Channel 4 have confirmed that, as a result of a Disaster Emergency Committee appeal this evening, the scheduled programme has had to be rescheduled to the later date.
We hope you can still tune in to watch guest presenter Dawn Butler MP and join her vital campaign to give BSL its full legal status.
The British Deaf Association is very pleased to report that Member of Parliament and long-term ally of Deaf people Dawn Butler will be using an upcoming appearance as guest presenter on Channel 4’s The Political Slot, to focus on British Sign Language.
The programme, which will air this Wednesday (4th October) at 7:55pm on Channel 4, will focus on the importance of BSL, and Ms Butler will present alongside Asif Iqbal, and president of Brent and Harrow United Deaf Club, and Wayne Barrow, TV and radio presenter and campaigner.
In a statement, Ms Butler said,
“I am delighted to present my very own Political Slot to raise awareness for some of the issues facing the deaf community and the importance of giving British Sign Language full legal status, through a BSL Act in Parliament.
I am passionate in my belief that equality is equality, you cannot pick and choose. It is absolutely vital that we take strong action to end the inequality facing deaf people which is why I am delighted that the Labour Party has committed to introducing a BSL Act. I am also fully supportive of the petition, started by my friend Wayne Barrow, to make British Sign Language part of the National Curriculum.

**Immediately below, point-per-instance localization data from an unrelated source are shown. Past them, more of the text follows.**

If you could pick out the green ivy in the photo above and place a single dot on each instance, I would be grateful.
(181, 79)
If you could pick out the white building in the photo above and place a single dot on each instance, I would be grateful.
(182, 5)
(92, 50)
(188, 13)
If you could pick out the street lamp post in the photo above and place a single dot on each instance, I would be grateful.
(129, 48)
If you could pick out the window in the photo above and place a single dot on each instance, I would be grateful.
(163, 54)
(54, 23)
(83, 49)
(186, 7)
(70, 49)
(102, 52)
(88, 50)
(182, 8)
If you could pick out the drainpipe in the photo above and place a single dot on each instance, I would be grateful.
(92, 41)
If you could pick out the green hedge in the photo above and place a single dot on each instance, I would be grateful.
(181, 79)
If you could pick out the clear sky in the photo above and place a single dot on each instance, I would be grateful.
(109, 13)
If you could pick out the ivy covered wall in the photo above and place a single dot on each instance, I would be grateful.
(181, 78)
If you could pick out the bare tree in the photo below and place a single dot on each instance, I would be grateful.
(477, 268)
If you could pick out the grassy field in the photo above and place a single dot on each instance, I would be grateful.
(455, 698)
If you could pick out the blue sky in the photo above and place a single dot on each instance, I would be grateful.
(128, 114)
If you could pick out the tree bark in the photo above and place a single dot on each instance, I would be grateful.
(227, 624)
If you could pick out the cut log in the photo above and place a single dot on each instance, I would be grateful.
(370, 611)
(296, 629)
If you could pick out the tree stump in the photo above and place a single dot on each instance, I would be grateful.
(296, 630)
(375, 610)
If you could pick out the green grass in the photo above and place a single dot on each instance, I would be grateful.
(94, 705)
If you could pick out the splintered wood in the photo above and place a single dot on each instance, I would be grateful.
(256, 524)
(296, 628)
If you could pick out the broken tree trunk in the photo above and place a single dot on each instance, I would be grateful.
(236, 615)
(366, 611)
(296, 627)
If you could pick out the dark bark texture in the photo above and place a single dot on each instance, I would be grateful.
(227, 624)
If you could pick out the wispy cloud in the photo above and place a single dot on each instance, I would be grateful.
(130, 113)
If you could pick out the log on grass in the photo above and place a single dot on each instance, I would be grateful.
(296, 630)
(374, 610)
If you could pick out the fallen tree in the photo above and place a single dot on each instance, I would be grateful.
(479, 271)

I encourage everyone to tune into Channel 4 on Wednesday 4th October at 7.55pm and watch the Political Slot to learn more, and get behind this vital campaign to give BSL full legal status.”
The BDA recognises that this another landmark moment for BSL, and we commend Dawn Butler in the highest possible terms for continuing to use her platform to highlight the rich culture and language, as well as the inequalities that Deaf people face in the UK.